Some years back, in the wake of getting off my motorcycle while the thing was still doing about 90km/h, I found myself being checked into hospital.
Despite not having booked ahead they had a bed for me and were happy to provide what unfortunately appeared to be a nightie for me until my wife could bring some pyjamas and other stuff down. And they put on three meals a day for me as well as a glass of water when I felt dry. It was like being in a motel, except I couldn't exactly get up and move around too easily.
I remember one evening when the dinner was brought around and one of the long-term patients (a grisly old farmer) reckoned it looked like chow mollier. "The stuff I feed the cows."
To which the serving nurse simply said that's okay, she'd go and feed it to his cows then, and turned and walked out. He went hungry.

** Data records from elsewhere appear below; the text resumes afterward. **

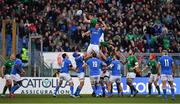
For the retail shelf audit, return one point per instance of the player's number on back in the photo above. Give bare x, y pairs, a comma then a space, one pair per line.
119, 67
62, 64
94, 64
166, 63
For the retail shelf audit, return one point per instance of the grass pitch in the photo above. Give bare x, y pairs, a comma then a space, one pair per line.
85, 99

Hospital food has long taken the critical culinary knocks, often justified but on the whole it makes the grade. I know a guy who has recently spent extended time in Hawke's Bay Hospital and he said the food was very good. Didn't always suit what he felt like but it was fine.
He had no complaints. Any regional hospital in the country has a "guest" list double, treble or more than the biggest hotel in the biggest cities, so the logistics of providing meals is huge.

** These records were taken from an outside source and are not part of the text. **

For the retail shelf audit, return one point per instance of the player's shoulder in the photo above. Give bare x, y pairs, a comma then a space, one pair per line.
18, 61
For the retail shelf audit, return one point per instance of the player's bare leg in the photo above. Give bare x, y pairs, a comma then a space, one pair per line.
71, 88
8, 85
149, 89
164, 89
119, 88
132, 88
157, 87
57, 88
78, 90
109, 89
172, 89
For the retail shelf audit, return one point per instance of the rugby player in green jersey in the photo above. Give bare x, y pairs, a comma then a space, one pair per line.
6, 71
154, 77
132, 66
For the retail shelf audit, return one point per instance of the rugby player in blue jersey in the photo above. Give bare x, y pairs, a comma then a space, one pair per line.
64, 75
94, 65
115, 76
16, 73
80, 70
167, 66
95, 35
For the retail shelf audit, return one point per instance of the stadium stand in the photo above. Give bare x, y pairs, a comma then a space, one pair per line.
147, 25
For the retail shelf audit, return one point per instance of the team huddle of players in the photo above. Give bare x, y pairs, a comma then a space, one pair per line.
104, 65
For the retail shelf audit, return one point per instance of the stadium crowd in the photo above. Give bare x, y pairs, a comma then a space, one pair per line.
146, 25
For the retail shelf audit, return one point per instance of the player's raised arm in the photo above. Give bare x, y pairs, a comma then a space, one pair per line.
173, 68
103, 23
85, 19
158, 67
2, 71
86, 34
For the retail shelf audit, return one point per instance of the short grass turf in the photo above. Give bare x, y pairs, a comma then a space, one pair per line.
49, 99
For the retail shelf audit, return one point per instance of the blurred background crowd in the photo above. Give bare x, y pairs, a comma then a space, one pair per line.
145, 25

And so, like two other vital staples of Kiwi life, education and law and order, health had to come under the "what can we do to save money?" spotlight. Health Minister Tony Ryall has put the kitchens under review.

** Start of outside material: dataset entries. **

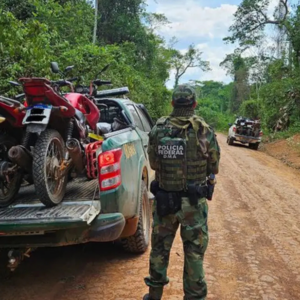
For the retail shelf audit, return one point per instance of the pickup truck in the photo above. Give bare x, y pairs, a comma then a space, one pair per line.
115, 206
245, 131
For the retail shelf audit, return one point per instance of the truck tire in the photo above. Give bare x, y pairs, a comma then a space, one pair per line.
139, 242
254, 146
230, 141
46, 163
8, 190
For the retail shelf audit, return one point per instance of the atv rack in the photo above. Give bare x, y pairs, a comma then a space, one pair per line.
112, 92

The ministry has figured that meals, styled like the foil-tray airline dishes, produced at a centralised kitchen production line and frozen for delivery, would feed patients as well as cut costs ... because hospital kitchen staff would not be required. The millions saved would go back into general health funding, the ministry has said. Which makes sense, but what doesn't make sense is that the hundreds of people who could lose their jobs are unlikely to benefit in any way and will join a daunting unemployment queue.
Job losses have become the greatest casualty of the age, second only to cost-cutting, which generally influences the former.
Some sense a sort of Novopay theme to this latest proposal, and may have a point when when they say "if it ain't broke, don't fix it."